I have recently received several ads on LinkedIn regarding workation. I am not sure if I think it sounds stupid or not.

I get the appeal of going south (I am from Denmark, we just had the most rainy summer ever recorded) and enjoy the weather, but at the same time it sounds like the perfect way to not enjoy your time abroad.

I work in a position where I could easily ask to work remote for a week or two, thus the targeting ad is correct that I am in the segment.

Any thoughts, experience or opinion on this?

philpo ,

We do it regularly - but from a much different angle than the US is sometimes promoting it.
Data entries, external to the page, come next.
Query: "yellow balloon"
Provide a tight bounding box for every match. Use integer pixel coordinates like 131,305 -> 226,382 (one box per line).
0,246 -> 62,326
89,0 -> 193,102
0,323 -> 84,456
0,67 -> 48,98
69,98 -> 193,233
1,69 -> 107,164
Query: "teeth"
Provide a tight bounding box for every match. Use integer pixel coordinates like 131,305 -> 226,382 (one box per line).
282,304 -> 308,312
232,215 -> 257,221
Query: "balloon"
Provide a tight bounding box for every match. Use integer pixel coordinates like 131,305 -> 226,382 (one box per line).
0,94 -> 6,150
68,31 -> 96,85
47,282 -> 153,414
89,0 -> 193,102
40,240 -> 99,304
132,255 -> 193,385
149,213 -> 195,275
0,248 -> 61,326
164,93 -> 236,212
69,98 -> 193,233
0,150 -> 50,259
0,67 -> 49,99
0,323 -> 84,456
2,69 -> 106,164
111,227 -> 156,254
We take 2-3 weeks off work as everyone does in my country. The problem is: Schools off much longer and neither the wife nor I can get more than 3 weeks off in a row (there are other school holidays to cover as well…). So we usually add another week or one and a half and work with reduced hours (accrued overtime, neither of us works for more than 5h per day) and usually mixed (half the time I take off work, half the time she is off work) time off periods. That works wonders as it is still much more relaxing than being back in the daily grind at home and the location away from home forces you to not do something about all the leftover chores waiting for you at home and often it’s easier to get the kids entertained at a vacation location. That helps a lot.
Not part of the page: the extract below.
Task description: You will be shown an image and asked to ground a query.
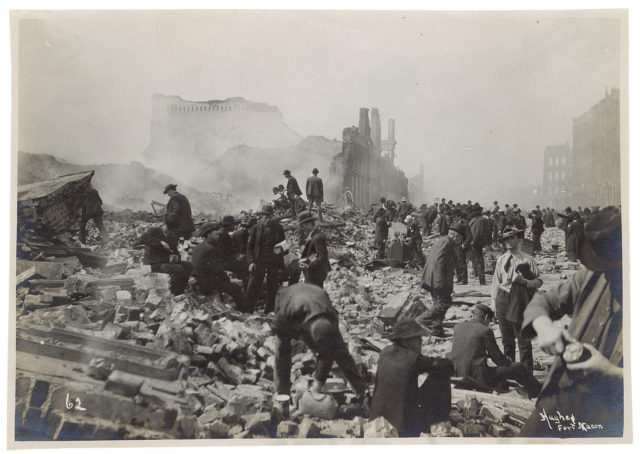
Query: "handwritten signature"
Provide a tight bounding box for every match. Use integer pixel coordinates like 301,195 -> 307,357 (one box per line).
64,393 -> 87,411
539,408 -> 604,432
Actually my friends company explicitly promotes this type of arrangements as they found their staff satisfaction to be much higher this way.
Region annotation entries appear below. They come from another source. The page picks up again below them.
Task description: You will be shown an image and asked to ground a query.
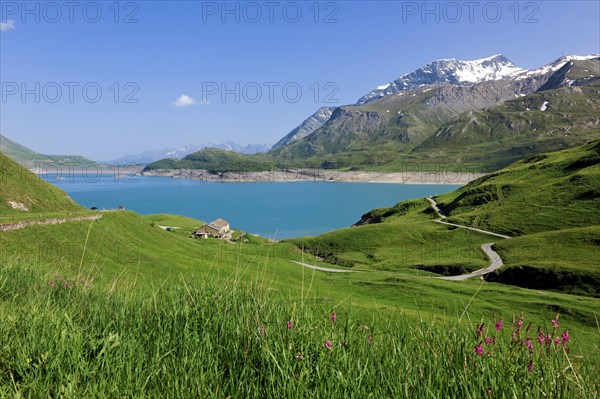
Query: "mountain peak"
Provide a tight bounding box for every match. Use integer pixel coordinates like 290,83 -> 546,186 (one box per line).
357,54 -> 525,105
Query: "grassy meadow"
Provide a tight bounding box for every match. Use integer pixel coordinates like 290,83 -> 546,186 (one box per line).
0,144 -> 600,398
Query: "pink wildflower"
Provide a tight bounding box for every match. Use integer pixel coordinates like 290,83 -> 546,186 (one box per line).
517,319 -> 523,330
475,323 -> 485,338
496,319 -> 502,332
475,344 -> 483,355
525,338 -> 533,351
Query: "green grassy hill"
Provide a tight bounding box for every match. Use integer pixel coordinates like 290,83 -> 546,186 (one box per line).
0,153 -> 84,217
411,82 -> 600,171
438,141 -> 600,236
298,141 -> 600,296
0,135 -> 95,168
0,142 -> 600,398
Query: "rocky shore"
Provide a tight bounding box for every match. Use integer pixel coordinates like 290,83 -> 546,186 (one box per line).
140,169 -> 484,185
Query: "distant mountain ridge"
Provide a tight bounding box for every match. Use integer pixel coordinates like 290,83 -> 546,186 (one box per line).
113,141 -> 271,164
356,55 -> 525,105
270,55 -> 600,170
273,107 -> 335,148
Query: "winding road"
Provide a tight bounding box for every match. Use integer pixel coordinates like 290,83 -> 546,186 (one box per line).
427,197 -> 510,281
291,260 -> 360,273
291,197 -> 510,281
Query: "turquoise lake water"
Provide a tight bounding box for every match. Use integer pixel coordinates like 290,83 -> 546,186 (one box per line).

If you just go somewhere else to work from there without time out…well… that’s a fucking business trip. Not a vacation.

Twelve20two ,

The only way I’d do that is if my employer paid for travel, food, and lodging. And even then, I’d do as much as I could before leaving and then just phone it in during the week as much as possible.

JamesStallion ,

I worked remotely from Caye Caulker Belize for severalmonths and I was literally the dude in this photo, only much more stoned.

orca ,

The idea of “work vacations” only exists because capitalism demands the entirety of our lives. I’m not working on my vacation, period.

Atemu ,
@Atemu@lemmy.ml avatar

I agree but it’s supposed to be the other way around: Have a bit of vacation while you work. You still get your actual PTO in addition to that which you can use on an actual vacation.

orca ,

See it never works out that way. My experience has been that I’m stuck working more than I am vacationing, and when I’m not working, I’m thinking about work the whole time. It also means I’m not doing the same level of focused work as I can at home. I have hardcore ADHD and introducing more distractions is something I have to personally steer away from. So I’m either in (fully on a vacation) or I’m out (fully working in my own space). There’s no in between.

yads ,

I think that’s a skewed way of looking at it. I can see the appeal if your family is able to take advantage. Like if your kids are off and your spouse doesn’t work (or maybe can also work remotely). That way you can enjoy some nicer weather and a different location and are able to stay longer. It’s definitely not for me because like you said I’d rather just have a vacation, but I think blaming it on capitalism is a bit of an odd way of looking at what’s essentially someone’s lifestyle choice.

HobbitFoot ,

The problem is that it gets presented as a way to take time off from your job with “unlimited” vacation time while still working, which of crap.

The idea only works as a more extreme form of remote work. So, remote work where some of the time is at Grandma’s.